By Victor Davis Hanson, Townhall.com
Administration meltdowns are hardly novel. In almost every
presidency there comes a moment when sheer chaos takes hold, whether
self-induced or as a result of an outside crisis.
AP |
Vietnam had effectively destroyed Lyndon Johnson by 1967. Watergate
unraveled the Richard Nixon administration, as the disgraced president
resigned in the face of certain impeachment. Gerald Ford could not whip
inflation and was not re-elected. One-termer Jimmy Carter was undone by
the Iranian hostage crisis and skyrocketing oil prices.
For a time, it seemed that Ronald Reagan's second term might not
survive the Iran-Contra scandal. George H.W. Bush could not be
re-elected after he broke his promise not to raise taxes and Ross Perot
entered the 1992 race. The popular Bill Clinton was impeached over the
Monica Lewinsky affair and limped out of office tainted. The insurgency
in Iraq and the fallout from Hurricane Katrina crashed for good the
once-high poll ratings of George W. Bush.
The Obama administration over the last month has seemed on the verge of one of these presidential meltdowns.

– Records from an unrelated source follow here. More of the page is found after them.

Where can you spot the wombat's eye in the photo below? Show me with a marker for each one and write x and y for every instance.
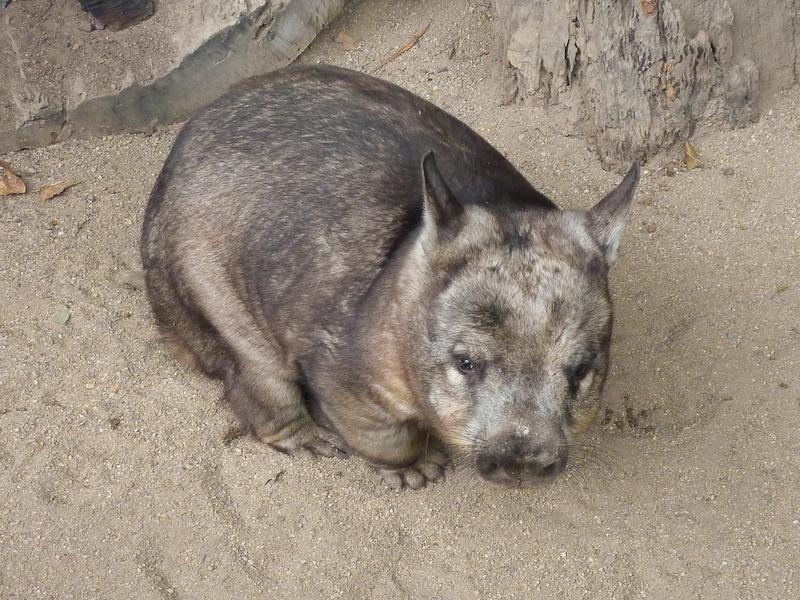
(465, 364)
(581, 371)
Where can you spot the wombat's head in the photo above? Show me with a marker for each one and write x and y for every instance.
(518, 327)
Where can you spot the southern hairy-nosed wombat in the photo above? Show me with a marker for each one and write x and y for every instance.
(366, 274)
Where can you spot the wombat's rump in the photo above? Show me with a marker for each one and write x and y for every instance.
(366, 274)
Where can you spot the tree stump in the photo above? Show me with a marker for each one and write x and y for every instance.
(625, 73)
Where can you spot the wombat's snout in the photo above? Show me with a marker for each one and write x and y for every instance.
(520, 460)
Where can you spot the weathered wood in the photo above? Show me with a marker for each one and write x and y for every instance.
(269, 36)
(625, 73)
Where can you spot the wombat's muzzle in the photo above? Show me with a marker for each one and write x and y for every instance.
(517, 460)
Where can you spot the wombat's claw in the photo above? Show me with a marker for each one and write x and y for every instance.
(312, 440)
(431, 466)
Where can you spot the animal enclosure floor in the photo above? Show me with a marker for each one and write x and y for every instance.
(120, 477)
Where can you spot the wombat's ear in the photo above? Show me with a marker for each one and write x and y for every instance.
(610, 214)
(441, 206)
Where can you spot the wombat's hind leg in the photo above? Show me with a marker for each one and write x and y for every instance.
(429, 467)
(281, 420)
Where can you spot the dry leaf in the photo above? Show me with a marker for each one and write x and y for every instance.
(9, 182)
(691, 159)
(51, 191)
(348, 42)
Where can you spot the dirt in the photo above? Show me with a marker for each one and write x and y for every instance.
(123, 478)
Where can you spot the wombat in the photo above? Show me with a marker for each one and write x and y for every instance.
(367, 275)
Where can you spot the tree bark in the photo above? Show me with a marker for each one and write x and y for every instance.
(625, 73)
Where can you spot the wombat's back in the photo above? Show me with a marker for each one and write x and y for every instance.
(286, 196)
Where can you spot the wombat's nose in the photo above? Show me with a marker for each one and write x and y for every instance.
(535, 462)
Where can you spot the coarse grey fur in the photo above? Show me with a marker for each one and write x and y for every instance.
(367, 275)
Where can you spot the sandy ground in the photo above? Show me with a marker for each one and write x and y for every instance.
(118, 479)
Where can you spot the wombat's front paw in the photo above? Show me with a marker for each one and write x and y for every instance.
(431, 466)
(312, 440)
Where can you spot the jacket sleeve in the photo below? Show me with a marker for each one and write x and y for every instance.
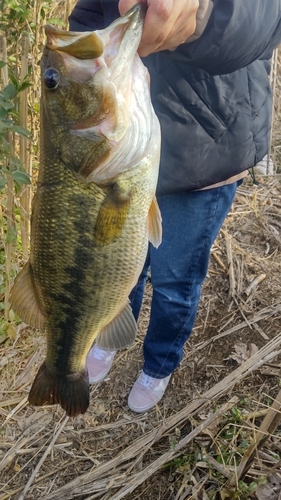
(238, 32)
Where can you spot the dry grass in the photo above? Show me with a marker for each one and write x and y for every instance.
(215, 434)
(219, 401)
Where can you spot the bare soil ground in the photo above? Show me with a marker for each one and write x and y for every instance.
(190, 445)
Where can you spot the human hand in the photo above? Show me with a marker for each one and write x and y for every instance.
(168, 23)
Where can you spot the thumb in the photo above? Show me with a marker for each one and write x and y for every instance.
(125, 5)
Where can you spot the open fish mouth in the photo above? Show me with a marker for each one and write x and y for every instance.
(116, 45)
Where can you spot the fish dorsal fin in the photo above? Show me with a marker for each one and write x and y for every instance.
(154, 224)
(119, 333)
(23, 299)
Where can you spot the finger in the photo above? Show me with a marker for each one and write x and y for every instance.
(159, 20)
(125, 5)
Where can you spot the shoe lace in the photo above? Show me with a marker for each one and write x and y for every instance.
(147, 381)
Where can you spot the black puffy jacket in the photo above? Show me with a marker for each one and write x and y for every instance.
(212, 96)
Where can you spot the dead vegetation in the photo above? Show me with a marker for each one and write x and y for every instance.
(215, 434)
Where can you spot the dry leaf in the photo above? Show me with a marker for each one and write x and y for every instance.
(242, 353)
(271, 490)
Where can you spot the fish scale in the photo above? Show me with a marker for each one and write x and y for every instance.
(94, 210)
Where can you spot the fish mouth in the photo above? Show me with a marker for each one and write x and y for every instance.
(122, 37)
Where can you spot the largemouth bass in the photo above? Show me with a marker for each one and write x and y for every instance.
(94, 210)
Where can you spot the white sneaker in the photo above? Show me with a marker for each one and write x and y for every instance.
(146, 392)
(98, 363)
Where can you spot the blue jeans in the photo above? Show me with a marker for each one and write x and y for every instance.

An open mic caught the president promising Russian President Dmitry
Medvedev that he would be more flexible after the election -- as if
Obama might grant concessions that would be unpalatable if known to the
general public before November. That embarrassment followed an earlier
hot-mic put-down of Israeli Prime Minister Benjamin Netanyahu last year.
The president also unwisely attacked the Supreme Court as it
deliberated the constitutionality of Obamacare. He needlessly referred
to the justices as "unelected" and wrongly claimed that that they had
little precedent to overturn laws that dealt with commerce. The gaffe
about the court and its history was doubly embarrassing because Obama
has often reminded the public that he used to teach constitutional law.